At Toka Leya, we’re not supposed to walk unescorted after dark. We are in the wilderness after all, and wild animals roam freely. However, the first night we feign ignorance and brave the 2 minute walk from our room to the common area on our own. We arrive to the first sighting of fellow guests. We go down to the open air bar, near the river planning on meeting some of them. It turns out that there is a group of 18 Americans travelling together who are rather cliquish. Dinner is one setting and normally the hotel assigns table partners depending on who has spent the day grouped together on the various safaris and tours. However, the group of 18 are seated together in one large table.

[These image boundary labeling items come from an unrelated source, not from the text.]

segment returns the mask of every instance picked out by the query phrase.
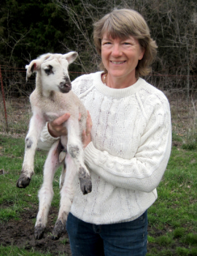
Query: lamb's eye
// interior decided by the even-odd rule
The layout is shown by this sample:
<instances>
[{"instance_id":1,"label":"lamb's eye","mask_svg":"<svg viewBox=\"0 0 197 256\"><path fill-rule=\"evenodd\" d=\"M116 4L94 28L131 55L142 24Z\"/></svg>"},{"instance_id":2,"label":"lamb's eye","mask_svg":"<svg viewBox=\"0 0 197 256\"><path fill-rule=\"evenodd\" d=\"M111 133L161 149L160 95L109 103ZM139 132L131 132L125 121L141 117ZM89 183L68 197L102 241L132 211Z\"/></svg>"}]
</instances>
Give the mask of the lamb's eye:
<instances>
[{"instance_id":1,"label":"lamb's eye","mask_svg":"<svg viewBox=\"0 0 197 256\"><path fill-rule=\"evenodd\" d=\"M47 75L50 75L50 74L53 74L53 67L50 66L50 65L49 65L49 66L47 67L47 68L45 69L45 73L46 73Z\"/></svg>"},{"instance_id":2,"label":"lamb's eye","mask_svg":"<svg viewBox=\"0 0 197 256\"><path fill-rule=\"evenodd\" d=\"M50 75L50 71L51 71L50 69L45 69L45 73L47 74L47 75Z\"/></svg>"}]
</instances>

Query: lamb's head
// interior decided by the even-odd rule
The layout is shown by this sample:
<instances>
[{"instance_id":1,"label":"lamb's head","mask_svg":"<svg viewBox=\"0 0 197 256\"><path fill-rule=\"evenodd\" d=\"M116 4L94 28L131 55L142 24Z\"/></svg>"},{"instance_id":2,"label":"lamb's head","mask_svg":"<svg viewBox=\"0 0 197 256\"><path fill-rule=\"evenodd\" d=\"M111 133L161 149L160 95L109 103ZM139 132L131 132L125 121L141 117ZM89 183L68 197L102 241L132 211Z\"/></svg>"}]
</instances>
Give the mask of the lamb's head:
<instances>
[{"instance_id":1,"label":"lamb's head","mask_svg":"<svg viewBox=\"0 0 197 256\"><path fill-rule=\"evenodd\" d=\"M36 72L41 80L43 91L55 91L67 93L72 89L68 67L77 56L77 52L42 55L26 67L27 78Z\"/></svg>"}]
</instances>

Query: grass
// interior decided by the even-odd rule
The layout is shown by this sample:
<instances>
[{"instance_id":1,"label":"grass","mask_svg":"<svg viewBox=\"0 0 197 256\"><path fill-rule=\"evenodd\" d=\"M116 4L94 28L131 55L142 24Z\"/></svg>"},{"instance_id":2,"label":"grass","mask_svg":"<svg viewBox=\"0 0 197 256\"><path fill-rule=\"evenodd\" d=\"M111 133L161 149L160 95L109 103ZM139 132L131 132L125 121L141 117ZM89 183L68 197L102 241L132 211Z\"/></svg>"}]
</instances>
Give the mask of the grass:
<instances>
[{"instance_id":1,"label":"grass","mask_svg":"<svg viewBox=\"0 0 197 256\"><path fill-rule=\"evenodd\" d=\"M20 212L31 204L38 204L37 193L42 183L42 169L46 159L46 152L36 151L34 170L31 186L26 189L16 188L16 181L19 178L24 154L24 139L3 137L0 135L0 222L9 221L10 218L18 219ZM55 196L53 206L59 204L59 171L55 174L53 188ZM9 207L6 207L9 206Z\"/></svg>"}]
</instances>

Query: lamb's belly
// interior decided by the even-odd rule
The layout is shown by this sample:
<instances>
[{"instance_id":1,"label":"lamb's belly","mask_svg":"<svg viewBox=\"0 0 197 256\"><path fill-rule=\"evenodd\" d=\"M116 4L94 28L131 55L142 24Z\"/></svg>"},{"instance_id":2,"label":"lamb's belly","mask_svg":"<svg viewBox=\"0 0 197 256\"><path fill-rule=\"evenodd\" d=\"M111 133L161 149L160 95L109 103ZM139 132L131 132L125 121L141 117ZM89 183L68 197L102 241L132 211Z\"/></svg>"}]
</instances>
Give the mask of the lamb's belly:
<instances>
[{"instance_id":1,"label":"lamb's belly","mask_svg":"<svg viewBox=\"0 0 197 256\"><path fill-rule=\"evenodd\" d=\"M58 117L63 115L65 113L60 112L60 113L54 113L54 112L47 112L44 113L44 116L46 120L46 121L52 121L55 119L56 119Z\"/></svg>"}]
</instances>

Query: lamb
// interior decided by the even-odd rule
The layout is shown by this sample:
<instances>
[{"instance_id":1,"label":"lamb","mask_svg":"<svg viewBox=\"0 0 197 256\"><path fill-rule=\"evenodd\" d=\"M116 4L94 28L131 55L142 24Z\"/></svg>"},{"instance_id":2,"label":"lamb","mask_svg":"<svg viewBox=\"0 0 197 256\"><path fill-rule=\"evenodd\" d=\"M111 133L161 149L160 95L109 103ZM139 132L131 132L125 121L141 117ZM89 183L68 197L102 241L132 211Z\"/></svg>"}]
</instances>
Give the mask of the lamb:
<instances>
[{"instance_id":1,"label":"lamb","mask_svg":"<svg viewBox=\"0 0 197 256\"><path fill-rule=\"evenodd\" d=\"M53 121L65 113L71 116L65 126L67 136L52 146L44 167L44 181L39 192L39 207L34 229L36 239L43 236L47 215L53 196L53 179L55 170L62 165L61 176L61 203L58 219L52 239L58 239L65 230L66 222L73 201L77 173L80 189L84 195L91 192L90 173L83 162L81 135L85 129L87 111L74 94L68 74L69 64L77 53L47 53L27 65L27 78L36 72L36 89L30 96L33 116L26 138L26 150L22 172L17 181L19 188L26 187L34 174L34 158L40 133L47 121ZM79 115L81 118L79 121ZM65 174L66 173L66 174Z\"/></svg>"}]
</instances>

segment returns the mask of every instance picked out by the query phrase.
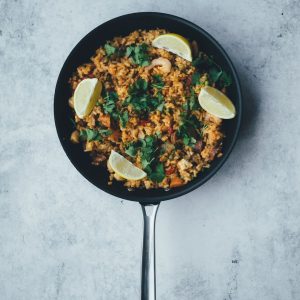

It looks like we are going to be eating alone when one of the staff come over and introduce us to the only other two guests in the camp, two women from New York. We’re all along with Sandy, our driver/guide/escort/advisor seated and exchange pleasantries. They’re conveniently both named Susan and have been travelling together around Africa as well. Nice enough. So a couple of women from New York travelling together. We’re wondering if they’re, you know, but we don’t dare to ask. There are clues and Claire and I exchange knowing glances. Now, some of our American friends from Florida are following this blog and I know they’re not as comfortable with this subject as Canadians but I just want you to know that we didn’t have any choice; we had to sit with them. But the girls finally brought it up themselves and it was true; they were Democrats. They and their husbands and all their friends; all Democrats. In fact, this was just after hurricane Sandy and the eve of the Presidential election and they were worried sick that the hurricane was going to result in a low New York turnout and lose them the election. Anyway, we had a very pleasant meal with them, after which we were all escorted back to our tents for the night.